Sam looked at his wall and dropped another flurry of soap flakes into his pail. “But he offered you good money.”

“Two bucks a song.”

“Man. So you’re singing?”

“Practicing all day. Haven’t you heard?”

“Been busy.”

“You know, the next big city’s Cairo. I’ve got a feeling about the place. Lily sang in two shows there with lots of women crowding the bandstand.”

“You told me some time ago.” He looked at her. She was a nice woman, pretty and talented, but he could tell by her eyes that she was incomplete. She was lonely. “You taking good care of yourself?”

“Sure. But when I sing at Stovepipe Bend, I don’t know what’ll happen. Might be a riot.”

“Show business!”

She laughed at that and picked up her pail, walking past him into the engine room.

* * *

THE NEXT DAY he watched the cabin boys and cooks roll out bunting left over from a July Fourth trip and drape it over the rails. The captain told him to pull out all the slot machines and space them around the lower deck. Ten miles out from Stovepipe Bend, the leader of the black orchestra, Fred Marble, came onto the roof, pulled on kid gloves, opened the steam valve wide, and warmed up the calliope with “I Found a Rose in the Devil’s Garden,” the notes screaming out to five miles around. At two o’clock Sam buttoned up his uniform and did a walkaround, spitting on hot cinders on the upper decks. They were to play two moonlight trips, nothing during the day, because this was a fairly new and hard-nosed factory town with no clubs, church groups, or schools that might take a day trip. When Nellie Benton pulled a short rasp from the whistle, Sam headed up.

She was leaning on a steering lever ringing a slow bell when he tapped on the door, and she waved him in. “Lucky, go down and tell Bit not to let idlers hang around in the engine room tonight. I understand this is a squirrelly bunch we’ll have on board.”

“I been warned.”

“Watch yourself, son. You’re a good fellow, and the Wellers need you.”

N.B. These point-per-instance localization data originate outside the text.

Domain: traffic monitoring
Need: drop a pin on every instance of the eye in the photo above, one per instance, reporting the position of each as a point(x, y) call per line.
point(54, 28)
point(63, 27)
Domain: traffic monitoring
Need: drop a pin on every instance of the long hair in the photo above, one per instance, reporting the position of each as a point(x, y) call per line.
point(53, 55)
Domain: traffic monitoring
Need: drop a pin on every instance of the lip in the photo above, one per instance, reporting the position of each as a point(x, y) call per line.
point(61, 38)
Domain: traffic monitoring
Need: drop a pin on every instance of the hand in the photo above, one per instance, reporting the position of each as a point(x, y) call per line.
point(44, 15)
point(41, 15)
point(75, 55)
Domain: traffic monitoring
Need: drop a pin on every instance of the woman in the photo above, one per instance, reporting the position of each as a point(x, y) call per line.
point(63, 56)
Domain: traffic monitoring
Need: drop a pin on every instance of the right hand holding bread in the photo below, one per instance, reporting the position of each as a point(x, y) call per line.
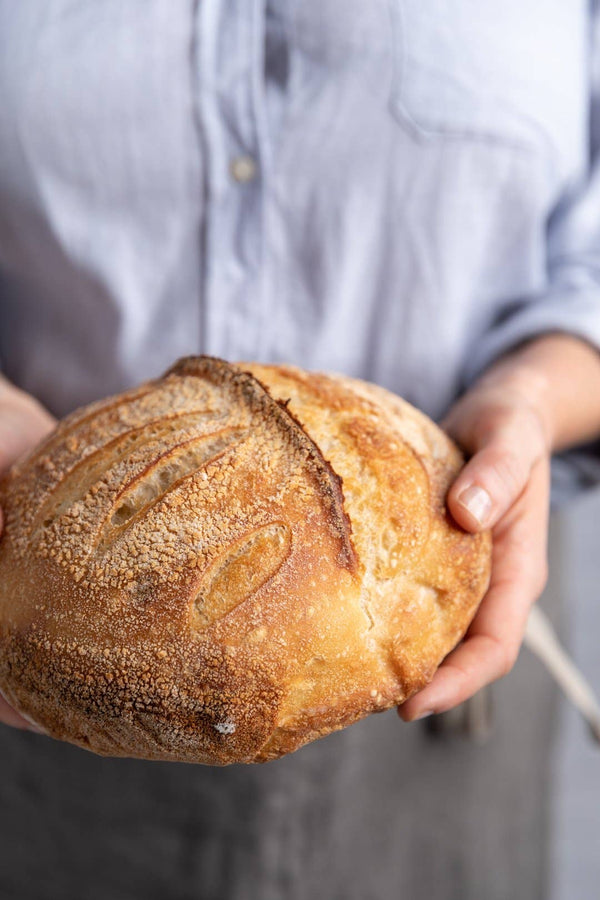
point(23, 423)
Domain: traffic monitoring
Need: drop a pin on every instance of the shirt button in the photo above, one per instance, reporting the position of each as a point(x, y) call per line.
point(243, 169)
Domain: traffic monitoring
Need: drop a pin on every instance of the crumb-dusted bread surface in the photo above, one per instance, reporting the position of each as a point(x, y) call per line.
point(230, 561)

“Well, I survived Bung City.”

“Stovepipe Bend might be more of a challenge.” Suddenly a little tugboat slid out past the point of an island right ahead and stopped in the channel as if its pilot were unsure which side of the Ambassador to pass, and Mrs. Benton pulled the whistle valve wide open, the big glass panes of the wheelhouse vibrating like harmonica reeds.

* * *

LATE IN THE DAY the boat slid around a muddy bend, and there on the west bank rose a long series of iron smokestacks like spines on a poisonous caterpillar, little coal-burning factories spewing smoke and unworldly smells into the damp afternoon. The riverbank was without vegetation except for balding willows dying behind the mudflats. A gravel slope two hundred feet long served as the landing. Sam watched a smelter spew orange smoke; at the river’s edge, discharge pipes from a creosote plant pushed out gouts of ebony foam. A cottonseed-oil mill, a broom factory, and the Gettum Rat Poison plant huddled behind the levee. Painted on the water tower above the last factory was a giant rodent writhing on its back. Tiers of company shacks, each like the other, sweltered up the naked hill toward where somewhat better houses with broad sagging porches were skylighted on the ridge.